Scott Fitzgerald nació en el seno de una familia de clase media y recibió el nombre de Francis Scott Key en honor a un primo segundo el cual era famoso, aunque siempre fue conocido como Scott Fitzgerald. El nombre también rendía homenaje a Louise Scott Fitzgerald, una de sus dos hermanas fallecidas poco antes del nacimiento de Scott. Escribió siendo ya adulto: «Mi madre perdió a sus otros dos hijos... Creo que entonces empecé a ser escritor».
Su padre, Edward Fitzgerald, de ascendencia irlandesa e inglesa, se trasladó a Saint Paul después de la Guerra Civil.
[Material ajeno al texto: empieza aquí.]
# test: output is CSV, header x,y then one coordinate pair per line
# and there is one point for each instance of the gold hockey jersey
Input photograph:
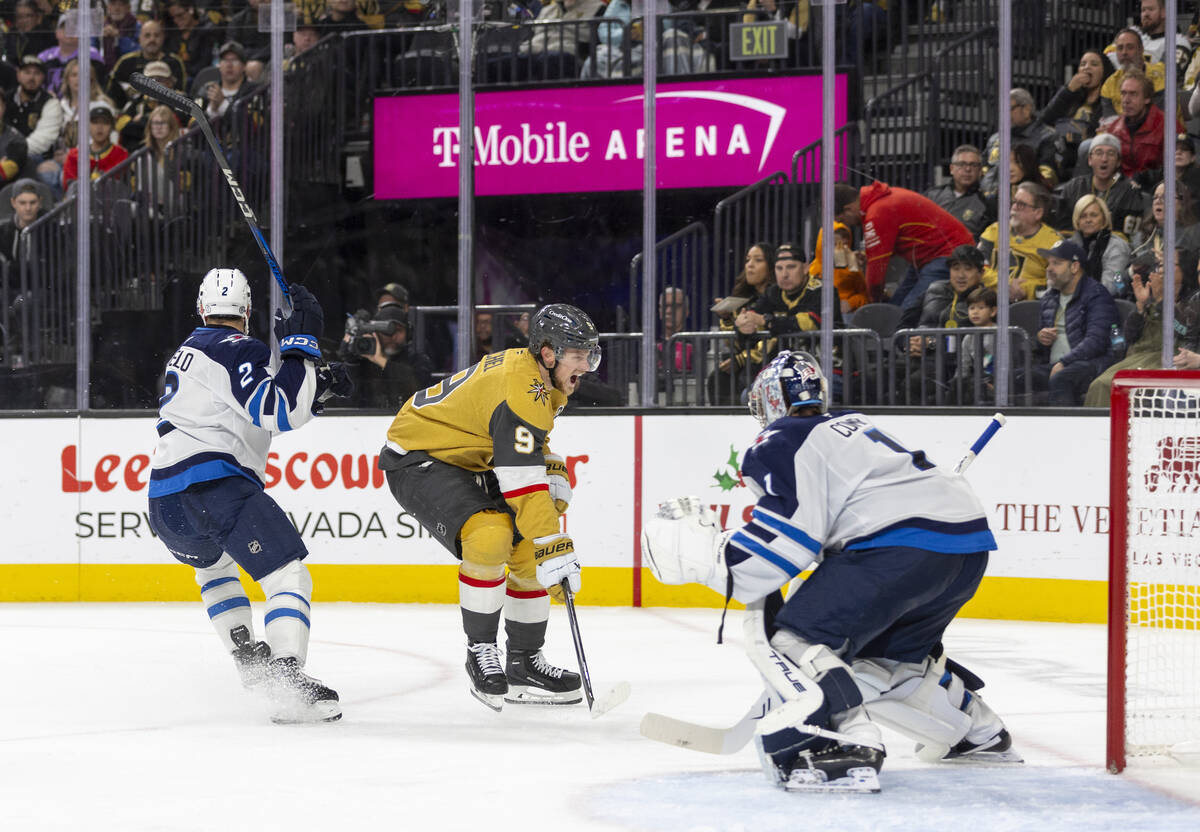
x,y
493,416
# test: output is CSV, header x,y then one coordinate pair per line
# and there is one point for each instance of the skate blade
x,y
985,759
495,701
317,712
610,699
525,694
863,779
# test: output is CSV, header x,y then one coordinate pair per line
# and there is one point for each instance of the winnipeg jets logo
x,y
539,391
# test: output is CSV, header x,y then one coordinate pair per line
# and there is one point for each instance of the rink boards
x,y
75,503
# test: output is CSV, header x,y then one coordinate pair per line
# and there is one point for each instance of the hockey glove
x,y
559,482
684,544
300,333
334,379
555,558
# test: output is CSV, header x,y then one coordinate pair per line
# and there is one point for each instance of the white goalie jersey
x,y
220,407
835,482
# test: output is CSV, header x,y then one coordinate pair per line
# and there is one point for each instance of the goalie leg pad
x,y
288,592
225,600
928,702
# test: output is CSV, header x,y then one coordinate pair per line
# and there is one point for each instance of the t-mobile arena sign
x,y
563,139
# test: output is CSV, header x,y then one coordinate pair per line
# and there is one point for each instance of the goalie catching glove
x,y
555,558
559,482
683,543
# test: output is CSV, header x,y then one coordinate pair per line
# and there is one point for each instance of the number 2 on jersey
x,y
918,456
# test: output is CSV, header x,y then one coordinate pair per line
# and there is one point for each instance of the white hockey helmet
x,y
225,292
791,379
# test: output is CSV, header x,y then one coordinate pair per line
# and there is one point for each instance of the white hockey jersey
x,y
220,407
835,482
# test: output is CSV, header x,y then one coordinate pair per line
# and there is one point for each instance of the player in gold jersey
x,y
469,459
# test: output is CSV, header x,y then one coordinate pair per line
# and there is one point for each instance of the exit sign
x,y
757,41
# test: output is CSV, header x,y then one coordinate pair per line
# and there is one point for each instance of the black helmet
x,y
564,327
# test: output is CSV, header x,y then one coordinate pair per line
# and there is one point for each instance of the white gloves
x,y
684,544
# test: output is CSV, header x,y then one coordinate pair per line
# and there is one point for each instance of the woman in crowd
x,y
1074,112
1149,238
157,172
756,275
1108,253
1144,327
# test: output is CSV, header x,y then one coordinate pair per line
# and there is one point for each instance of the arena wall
x,y
76,527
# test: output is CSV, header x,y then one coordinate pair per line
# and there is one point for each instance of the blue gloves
x,y
298,335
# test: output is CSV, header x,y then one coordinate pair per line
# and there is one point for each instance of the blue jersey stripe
x,y
294,594
198,473
756,548
787,530
215,584
227,604
930,540
255,407
286,611
281,411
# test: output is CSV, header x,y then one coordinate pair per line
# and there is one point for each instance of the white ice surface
x,y
129,717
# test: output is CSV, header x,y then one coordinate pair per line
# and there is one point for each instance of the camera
x,y
360,330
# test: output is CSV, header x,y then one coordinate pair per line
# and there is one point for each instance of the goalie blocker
x,y
899,546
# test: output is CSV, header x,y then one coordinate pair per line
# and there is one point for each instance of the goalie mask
x,y
791,379
563,327
226,293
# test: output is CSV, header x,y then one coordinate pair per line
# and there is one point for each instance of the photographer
x,y
384,367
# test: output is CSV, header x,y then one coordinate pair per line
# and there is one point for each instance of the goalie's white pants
x,y
925,701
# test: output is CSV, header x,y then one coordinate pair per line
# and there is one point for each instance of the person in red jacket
x,y
103,153
1140,131
898,222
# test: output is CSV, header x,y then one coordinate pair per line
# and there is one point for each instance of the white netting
x,y
1163,570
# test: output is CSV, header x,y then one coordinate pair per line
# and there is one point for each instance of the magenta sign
x,y
562,139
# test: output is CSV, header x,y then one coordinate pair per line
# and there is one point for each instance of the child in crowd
x,y
982,312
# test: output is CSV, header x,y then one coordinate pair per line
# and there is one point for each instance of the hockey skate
x,y
251,658
840,767
996,749
487,681
299,698
532,680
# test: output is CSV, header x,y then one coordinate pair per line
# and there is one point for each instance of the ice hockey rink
x,y
129,717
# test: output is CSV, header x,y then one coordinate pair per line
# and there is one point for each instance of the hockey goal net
x,y
1155,567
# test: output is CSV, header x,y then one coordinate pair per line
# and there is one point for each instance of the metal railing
x,y
683,262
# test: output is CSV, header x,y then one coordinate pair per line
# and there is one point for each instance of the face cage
x,y
594,355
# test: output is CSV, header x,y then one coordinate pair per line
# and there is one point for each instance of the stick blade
x,y
694,737
610,699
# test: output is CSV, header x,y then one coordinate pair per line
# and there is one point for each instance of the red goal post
x,y
1153,692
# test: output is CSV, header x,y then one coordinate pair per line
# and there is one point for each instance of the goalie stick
x,y
607,699
709,740
185,106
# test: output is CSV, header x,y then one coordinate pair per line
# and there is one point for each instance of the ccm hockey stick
x,y
609,699
709,740
185,106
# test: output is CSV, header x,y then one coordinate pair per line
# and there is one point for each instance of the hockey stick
x,y
610,699
729,740
996,423
180,102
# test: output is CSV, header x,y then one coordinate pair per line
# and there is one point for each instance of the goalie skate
x,y
532,680
487,681
299,698
997,749
839,768
251,658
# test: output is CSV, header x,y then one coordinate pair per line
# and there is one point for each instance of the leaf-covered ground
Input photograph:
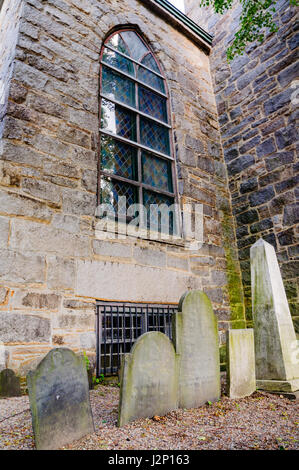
x,y
262,421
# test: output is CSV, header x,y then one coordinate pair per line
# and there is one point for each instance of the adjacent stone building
x,y
257,103
54,267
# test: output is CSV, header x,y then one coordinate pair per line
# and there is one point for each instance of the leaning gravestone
x,y
148,379
240,363
196,341
276,350
59,399
9,384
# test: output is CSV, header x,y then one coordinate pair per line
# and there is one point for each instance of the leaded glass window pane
x,y
118,61
135,45
118,158
152,104
118,120
118,43
117,87
156,172
154,136
151,79
132,144
113,189
150,62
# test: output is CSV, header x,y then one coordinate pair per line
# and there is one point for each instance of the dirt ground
x,y
262,421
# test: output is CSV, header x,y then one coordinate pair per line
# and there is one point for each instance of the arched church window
x,y
136,140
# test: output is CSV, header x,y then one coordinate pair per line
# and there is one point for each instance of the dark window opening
x,y
120,324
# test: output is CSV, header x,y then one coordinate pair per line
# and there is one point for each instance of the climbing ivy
x,y
256,15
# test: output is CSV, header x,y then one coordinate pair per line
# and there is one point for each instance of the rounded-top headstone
x,y
197,343
59,399
148,378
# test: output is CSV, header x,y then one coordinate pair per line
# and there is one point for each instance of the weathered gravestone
x,y
9,384
240,363
197,344
276,350
148,379
59,399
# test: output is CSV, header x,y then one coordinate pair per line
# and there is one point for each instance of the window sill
x,y
120,230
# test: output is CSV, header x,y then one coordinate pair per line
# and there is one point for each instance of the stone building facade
x,y
53,268
235,161
257,102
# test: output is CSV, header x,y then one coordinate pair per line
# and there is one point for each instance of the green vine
x,y
256,15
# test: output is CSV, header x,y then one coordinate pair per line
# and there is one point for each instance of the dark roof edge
x,y
182,22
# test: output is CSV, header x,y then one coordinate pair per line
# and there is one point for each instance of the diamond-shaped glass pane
x,y
118,158
150,62
152,104
118,87
134,44
118,61
150,79
118,120
118,43
111,190
154,136
160,217
156,172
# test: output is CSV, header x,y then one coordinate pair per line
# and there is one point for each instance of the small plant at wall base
x,y
256,15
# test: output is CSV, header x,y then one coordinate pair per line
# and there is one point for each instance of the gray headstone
x,y
240,363
148,379
9,384
196,341
59,399
276,348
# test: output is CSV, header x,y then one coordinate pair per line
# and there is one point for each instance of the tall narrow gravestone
x,y
9,384
276,350
240,377
148,379
196,341
59,399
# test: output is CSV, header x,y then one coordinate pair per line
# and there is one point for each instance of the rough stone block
x,y
59,400
9,384
61,273
20,328
107,280
21,205
4,231
29,236
21,268
148,379
196,341
240,362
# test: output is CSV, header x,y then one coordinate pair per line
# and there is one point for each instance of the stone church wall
x,y
52,266
257,102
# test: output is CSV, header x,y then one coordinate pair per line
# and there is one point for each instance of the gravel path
x,y
262,421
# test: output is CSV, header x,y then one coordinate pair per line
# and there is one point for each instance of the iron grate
x,y
120,324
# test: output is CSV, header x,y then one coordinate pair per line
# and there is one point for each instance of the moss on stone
x,y
234,284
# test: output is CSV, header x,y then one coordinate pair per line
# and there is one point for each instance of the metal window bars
x,y
119,324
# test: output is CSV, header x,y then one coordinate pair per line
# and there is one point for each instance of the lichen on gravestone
x,y
59,399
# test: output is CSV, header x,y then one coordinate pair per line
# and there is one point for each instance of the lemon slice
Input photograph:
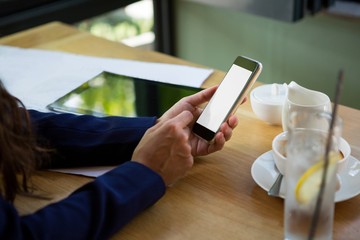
x,y
309,183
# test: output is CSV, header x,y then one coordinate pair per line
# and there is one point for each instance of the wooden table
x,y
218,199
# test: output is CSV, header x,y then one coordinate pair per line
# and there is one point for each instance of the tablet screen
x,y
110,94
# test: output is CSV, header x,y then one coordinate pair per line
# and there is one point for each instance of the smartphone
x,y
230,93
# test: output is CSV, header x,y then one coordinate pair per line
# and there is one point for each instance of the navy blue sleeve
x,y
95,211
87,140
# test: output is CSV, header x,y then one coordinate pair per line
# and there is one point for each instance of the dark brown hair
x,y
19,152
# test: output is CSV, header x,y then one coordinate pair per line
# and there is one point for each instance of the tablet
x,y
109,94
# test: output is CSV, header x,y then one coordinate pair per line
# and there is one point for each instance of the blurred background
x,y
306,41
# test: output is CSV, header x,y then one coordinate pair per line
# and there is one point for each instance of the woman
x,y
152,153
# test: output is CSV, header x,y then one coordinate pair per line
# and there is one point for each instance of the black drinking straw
x,y
315,218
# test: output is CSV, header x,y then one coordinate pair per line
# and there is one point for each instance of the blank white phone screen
x,y
225,96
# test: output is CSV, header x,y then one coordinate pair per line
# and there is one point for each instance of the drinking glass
x,y
306,147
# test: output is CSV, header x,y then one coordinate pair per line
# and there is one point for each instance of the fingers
x,y
183,119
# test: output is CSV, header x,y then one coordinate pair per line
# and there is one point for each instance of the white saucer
x,y
264,174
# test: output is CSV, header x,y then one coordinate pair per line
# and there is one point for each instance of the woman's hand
x,y
199,146
168,147
165,148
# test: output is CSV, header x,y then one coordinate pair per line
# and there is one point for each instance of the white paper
x,y
39,77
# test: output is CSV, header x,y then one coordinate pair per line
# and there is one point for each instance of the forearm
x,y
87,140
95,211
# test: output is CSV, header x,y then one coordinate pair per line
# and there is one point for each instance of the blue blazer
x,y
100,208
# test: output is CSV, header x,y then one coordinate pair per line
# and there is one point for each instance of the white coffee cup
x,y
301,99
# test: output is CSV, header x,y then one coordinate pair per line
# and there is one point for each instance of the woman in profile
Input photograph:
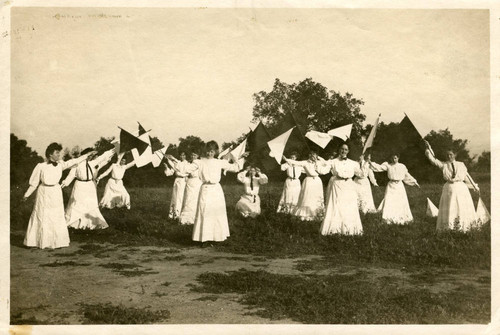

Según descripciones de la época, Edward Fitzgerald era "un hombre callado y caballeroso con bellos modales sureños". Su madre, Mary McQuillan Fitzgerald, comúnmente llamada Molly, era hija de un inmigrante irlandés que hizo su fortuna en el negocio de venta al por mayor de alimentos. Fitzgerald era primo hermano de Mary Surratt, colgada en 1865 por conspirar para asesinar a Abraham Lincoln.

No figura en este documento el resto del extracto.